Student loan applications increase with economic crisis
The economy has forced some students to choose less prestigious schools.
Jan. 30, 2009
An economy in recession and tightening criteria for student loans will make it harder for students to pay for tuition, which is expected to rise as schools lose state money or see fewer donations from private donors.
The average tuition cost for students this year was $6,585 for students attending in-state public universities and $25,143 for those at private institutions. But options for paying those costs are being hit hard by the falling market.
Last year, 60 major lending companies provided more than $20 billion in financial aid to students.
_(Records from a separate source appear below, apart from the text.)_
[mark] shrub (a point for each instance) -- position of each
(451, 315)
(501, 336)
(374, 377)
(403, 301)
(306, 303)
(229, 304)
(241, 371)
This year, Finaid.org, a Web site that monitors the financial aid industry, says 39 of those lenders have stopped making student loans and the others have raised the standards for those who can get them.
The prospect of less funding from school scholarships and private loans has already caused a 10 percent increase in applicants for federal aid compared to this time last year.
Edie Irons, director of the California-based Project on Student Debt, said federal loans are readily available and that many students would qualify. Irons said her group estimates that only 8 percent of graduating college seniors in 2007 relied solely on private loans. She said this should offer families hope, but that the financial crisis will be trying for some.
"The main thing for students to know is that federal loans are still there," Irons said. "The number of students who rely solely on private loans is very small, but the reality is that the present economy has made college harder to afford."
Individual states are having problems offering help of their own to students. Parents sometimes use Section 529 plans, state-sponsored investment funds that see fewer taxes than regular investments, to help pay the tuition bills, but the plunge of the stock market has made those options less effective.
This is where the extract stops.